Principle and Application of Python Virtual Environment

  • 2021-07-06 11:21:03
  • OfStack

Python's virtual environment greatly facilitates people's lives. This guide first introduces the basics of virtual environments and how to use them, and then delves into the workings behind them.

Note: This guide uses the latest version of Python 3.7. x on macOS Mojave systems.

1. Why use virtual environments?

Virtual environments provide simple solutions to a series of potential problems, especially in the following areas:

Allow different projects to use different versions of packages, thus solving the dependency problem. For example, you can use Project A v 2.7 for Project X and Package A v 1.3 for Project Y. Make the project self-contained and reproducible by capturing all package dependencies in the requirements file. Install the package on a host that does not have administrator privileges. Only one project is required to keep the global site-packages/directory clean without system-wide package installation.
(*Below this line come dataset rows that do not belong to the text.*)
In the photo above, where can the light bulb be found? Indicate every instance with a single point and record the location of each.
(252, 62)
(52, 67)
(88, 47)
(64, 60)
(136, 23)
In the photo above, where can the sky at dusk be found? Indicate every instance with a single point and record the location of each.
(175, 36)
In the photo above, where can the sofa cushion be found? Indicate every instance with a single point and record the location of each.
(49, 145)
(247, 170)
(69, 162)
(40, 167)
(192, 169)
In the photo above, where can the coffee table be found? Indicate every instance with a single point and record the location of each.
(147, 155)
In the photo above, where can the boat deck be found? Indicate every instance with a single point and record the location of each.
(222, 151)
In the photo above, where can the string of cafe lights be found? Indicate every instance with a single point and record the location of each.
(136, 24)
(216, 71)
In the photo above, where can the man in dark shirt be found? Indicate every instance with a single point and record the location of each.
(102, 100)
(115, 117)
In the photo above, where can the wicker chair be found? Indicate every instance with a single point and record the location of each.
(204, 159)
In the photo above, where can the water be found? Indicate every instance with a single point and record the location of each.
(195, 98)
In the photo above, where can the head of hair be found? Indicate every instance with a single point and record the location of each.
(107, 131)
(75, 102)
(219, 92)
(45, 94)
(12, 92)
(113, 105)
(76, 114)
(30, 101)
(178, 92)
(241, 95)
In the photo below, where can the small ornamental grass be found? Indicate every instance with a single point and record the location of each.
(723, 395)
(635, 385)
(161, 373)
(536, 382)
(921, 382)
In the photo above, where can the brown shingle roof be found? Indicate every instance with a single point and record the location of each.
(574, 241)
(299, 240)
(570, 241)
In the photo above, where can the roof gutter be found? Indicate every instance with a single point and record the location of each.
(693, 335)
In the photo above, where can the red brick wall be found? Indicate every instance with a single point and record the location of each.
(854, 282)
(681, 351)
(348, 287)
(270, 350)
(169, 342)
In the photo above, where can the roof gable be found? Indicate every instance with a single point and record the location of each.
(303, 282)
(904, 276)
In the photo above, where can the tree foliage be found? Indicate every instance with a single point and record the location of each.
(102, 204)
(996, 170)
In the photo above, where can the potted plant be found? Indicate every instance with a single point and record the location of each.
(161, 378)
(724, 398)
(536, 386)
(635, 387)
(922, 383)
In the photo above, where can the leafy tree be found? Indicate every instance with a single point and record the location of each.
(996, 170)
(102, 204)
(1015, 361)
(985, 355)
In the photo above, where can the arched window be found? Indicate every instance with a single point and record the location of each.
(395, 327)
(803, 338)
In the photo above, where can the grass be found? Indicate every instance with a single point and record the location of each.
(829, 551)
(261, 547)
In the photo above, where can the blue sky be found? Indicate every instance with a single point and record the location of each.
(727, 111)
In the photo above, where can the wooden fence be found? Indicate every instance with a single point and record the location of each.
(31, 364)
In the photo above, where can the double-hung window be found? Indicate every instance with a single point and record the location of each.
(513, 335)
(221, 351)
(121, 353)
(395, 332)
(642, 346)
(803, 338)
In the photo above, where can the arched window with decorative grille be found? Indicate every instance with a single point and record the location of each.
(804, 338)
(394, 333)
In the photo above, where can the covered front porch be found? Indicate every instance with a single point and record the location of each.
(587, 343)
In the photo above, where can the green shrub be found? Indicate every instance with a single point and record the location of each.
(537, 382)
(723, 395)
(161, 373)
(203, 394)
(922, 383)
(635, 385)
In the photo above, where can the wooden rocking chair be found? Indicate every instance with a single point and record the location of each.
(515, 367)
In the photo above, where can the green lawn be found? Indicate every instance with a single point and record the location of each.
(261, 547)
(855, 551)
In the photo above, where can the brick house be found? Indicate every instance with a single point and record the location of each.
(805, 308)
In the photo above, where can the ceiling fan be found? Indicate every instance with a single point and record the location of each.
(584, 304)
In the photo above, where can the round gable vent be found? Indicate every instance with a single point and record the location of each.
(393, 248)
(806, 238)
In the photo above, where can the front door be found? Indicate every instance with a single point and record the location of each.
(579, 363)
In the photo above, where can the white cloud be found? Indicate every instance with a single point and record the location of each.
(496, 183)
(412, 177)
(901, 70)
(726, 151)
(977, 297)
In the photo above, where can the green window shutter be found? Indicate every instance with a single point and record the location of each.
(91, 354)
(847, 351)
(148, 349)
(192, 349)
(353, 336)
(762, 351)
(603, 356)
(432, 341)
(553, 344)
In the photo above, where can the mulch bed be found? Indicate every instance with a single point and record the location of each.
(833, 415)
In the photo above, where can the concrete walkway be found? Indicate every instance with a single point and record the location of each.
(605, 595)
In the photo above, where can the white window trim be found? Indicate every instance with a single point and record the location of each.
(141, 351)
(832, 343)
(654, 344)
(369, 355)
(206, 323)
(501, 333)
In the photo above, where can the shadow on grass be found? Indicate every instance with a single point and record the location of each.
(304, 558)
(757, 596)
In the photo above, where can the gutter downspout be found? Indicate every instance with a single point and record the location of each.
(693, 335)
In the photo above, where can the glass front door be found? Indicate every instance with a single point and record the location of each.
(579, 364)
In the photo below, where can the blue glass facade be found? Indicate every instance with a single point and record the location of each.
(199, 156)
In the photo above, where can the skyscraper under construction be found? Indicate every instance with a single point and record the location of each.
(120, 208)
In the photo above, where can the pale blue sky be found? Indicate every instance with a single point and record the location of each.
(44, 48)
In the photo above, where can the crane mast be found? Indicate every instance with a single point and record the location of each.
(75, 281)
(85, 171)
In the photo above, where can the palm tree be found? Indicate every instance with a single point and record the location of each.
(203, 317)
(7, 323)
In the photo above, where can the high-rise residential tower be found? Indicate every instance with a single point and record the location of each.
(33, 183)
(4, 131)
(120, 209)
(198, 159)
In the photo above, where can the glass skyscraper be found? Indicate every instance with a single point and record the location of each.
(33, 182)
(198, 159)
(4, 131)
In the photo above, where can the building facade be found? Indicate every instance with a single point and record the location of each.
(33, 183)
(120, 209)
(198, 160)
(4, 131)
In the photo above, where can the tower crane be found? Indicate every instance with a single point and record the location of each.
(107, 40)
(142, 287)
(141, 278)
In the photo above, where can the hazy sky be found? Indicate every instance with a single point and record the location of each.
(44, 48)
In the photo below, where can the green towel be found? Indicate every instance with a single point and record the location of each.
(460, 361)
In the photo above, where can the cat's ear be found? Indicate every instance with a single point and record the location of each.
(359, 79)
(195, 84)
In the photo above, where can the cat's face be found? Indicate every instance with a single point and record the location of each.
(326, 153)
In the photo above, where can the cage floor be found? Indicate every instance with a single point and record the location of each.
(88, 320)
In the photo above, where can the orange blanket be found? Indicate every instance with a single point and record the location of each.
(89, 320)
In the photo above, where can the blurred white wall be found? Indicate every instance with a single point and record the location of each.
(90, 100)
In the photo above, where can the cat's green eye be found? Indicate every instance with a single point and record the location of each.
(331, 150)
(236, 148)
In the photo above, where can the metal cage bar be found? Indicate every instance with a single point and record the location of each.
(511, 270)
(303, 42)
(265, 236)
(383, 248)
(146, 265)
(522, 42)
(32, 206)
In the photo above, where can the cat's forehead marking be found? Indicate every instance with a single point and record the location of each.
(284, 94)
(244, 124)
Sounds convenient, doesn't it? The importance of virtual environments is highlighted when you start building more complex projects and collaborating with others. Many data scientists also need to be familiar with the multilingual Conda environment in virtual environments.

Can be used in order!

2. What is a virtual environment?

What exactly is a virtual environment?

The virtual environment is an Python tool for dependency management and project isolation that allows the Python site package (third-party library) to be installed in a quarantine directory for a local project, rather than globally (i.e. as part 1 of a system-wide Python).

That sounds good, but what exactly is a virtual environment? The virtual environment is just a directory containing three important components:

The site-packages/folder where the third party library is installed. symlink symbolic link of Python executable file installed on the system. Ensure that the script that executes the Python code uses the Python interpreter and site package installed in the given virtual environment.

The last point is that some unexpected errors will occur, which will be discussed later, but let's look at how to actually use the virtual environment in practice.

STEP 3 Use a virtual environment

(1) Create a virtual environment

Suppose you want to create a virtual environment named test-project/for the project you are working on, which has the following directory tree:


test-project/ 
 --  data     
 --  deliver      # Final analysis, code, & presentations 
 --  develop      # Notebooks for exploratory analysis 
 --  src        # Scripts & local project modules 
 Off-  tests 

You need to execute the venv module, which is part 1 of the Python standard library.


% cd test-project/ 
% python3 -m venv venv/    # Creates an environment called venv/ 

Note: You can replace "venv/" with a different environment name.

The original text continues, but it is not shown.